Although other first-person swordfighting games like Kingdom Come Deliverance and Mordhau have tried to market themselves on the realisticity of their hitboxes, or the high skill ceilings of the combat systems, Chivalry Medieval Warfare is more arcadey. Its sequel Chivalry2 is an extension of this tradition. I believe it offers a better multiplayer experience due to that philosophy. While there are still many skills involved, it is easier to just jump in and get some absolutely gory kills than feeling like you are surrounded by wolves. This is how you build and sustain a strong community.

Chivalry 2 allows you to take your place on stylish and saturated battlefields with up 64 players. You can choose from objective-based teams or a huge free-for all. While there aren’t many maps, I was quite impressed with the ones that we do have. Each map offers a variety of objectives, including defending and attacking, as well as interesting terrain and architecture. There is also a great mix of bottlenecks and open areas. You could be pushing massive siege towers against a wall and having ballista bullets fly at you from high above. Or you might be trying your best to grab as much gold from a village so you can return it to your cart before the time runs out.

Yes, there are some unbalanced objectives at the moment. In fact, Falmire’s bridge has only been taken by attackers once out of the many times I’ve seen it. The ramp to Lionspire is also quite sticky. However, it is possible to make the ramp more user-friendly with just a few tweaks. This might help a little once everyone has a bit more experience with the objectives.

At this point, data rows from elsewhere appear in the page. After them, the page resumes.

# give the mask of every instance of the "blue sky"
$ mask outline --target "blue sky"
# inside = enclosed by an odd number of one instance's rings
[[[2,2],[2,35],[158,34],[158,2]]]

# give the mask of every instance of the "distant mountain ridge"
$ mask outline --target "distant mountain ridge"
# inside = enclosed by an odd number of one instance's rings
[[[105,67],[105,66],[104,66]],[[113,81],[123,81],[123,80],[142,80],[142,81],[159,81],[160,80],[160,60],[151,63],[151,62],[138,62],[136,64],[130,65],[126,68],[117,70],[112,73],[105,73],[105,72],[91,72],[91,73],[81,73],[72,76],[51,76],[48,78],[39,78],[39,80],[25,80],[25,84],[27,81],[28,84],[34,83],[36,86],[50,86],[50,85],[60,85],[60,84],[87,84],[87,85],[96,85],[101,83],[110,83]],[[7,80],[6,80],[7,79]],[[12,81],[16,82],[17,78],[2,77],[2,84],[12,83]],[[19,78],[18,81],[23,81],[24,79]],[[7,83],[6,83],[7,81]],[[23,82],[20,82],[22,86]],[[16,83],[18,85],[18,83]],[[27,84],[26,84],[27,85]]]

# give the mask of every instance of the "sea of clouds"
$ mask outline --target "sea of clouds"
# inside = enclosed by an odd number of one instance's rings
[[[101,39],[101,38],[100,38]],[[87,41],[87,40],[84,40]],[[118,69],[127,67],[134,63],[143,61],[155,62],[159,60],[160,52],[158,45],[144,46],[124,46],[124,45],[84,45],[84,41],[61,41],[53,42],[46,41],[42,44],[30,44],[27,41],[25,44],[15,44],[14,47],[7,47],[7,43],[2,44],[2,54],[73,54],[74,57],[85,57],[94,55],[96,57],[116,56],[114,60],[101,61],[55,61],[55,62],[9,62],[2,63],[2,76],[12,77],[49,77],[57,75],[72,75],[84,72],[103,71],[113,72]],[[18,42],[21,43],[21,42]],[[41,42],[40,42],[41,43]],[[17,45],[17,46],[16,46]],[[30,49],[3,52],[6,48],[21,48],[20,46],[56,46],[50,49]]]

Chivalry does not require you to create a complex custom set with all the weapons and armor that you desire. Instead, you can choose from 12 sets of classes. There are four archetypes available, four at the beginning and four more unlocked as your progress. Each class can also unlock secondary and primary weapons, which means there is a lot to be proud of. While I was disappointed that I couldn’t just mix and match, I soon discovered that there are kits for just about any playstyle you could think of, from a crossbow-wielding sniper to an axe-wielding berserker.

Some people have stronger niches than others. Rogue classes get a bonus to dealing backstab damage. However, I never felt like I could use this advantage in team fights or one on one. The skirmisher throws javelins. She is supposed to be a mixture of a melee class and a ranged one, but she ends up feeling worse than her specialist counterparts at either. Shields are more of a burden rather than a boon to me. However, offensive monsters like devastator or crusader can be a lot of fun. Although archers are powerful enough to cause a lot of chatter, it takes a lot of practice as well as good instincts to get the best out of them.

It’s been a lot of fun playing Chivalry 2. Other than a few balance problems, the maps are fantastic. The entire map, from the shining armor to high-altitude castle walls, is stunning and there are many objectives to keep it interesting. Combat strikes that sweet spot between easy, dumb fun, and rewarding, skill-based mechanics. It’s hard to believe that you’re going to have a good time when you respawn, everyone around you is pressing the battle call button and you race headlong into certain death. This sweaty, wet coat of mail won’t be forgotten for quite some time.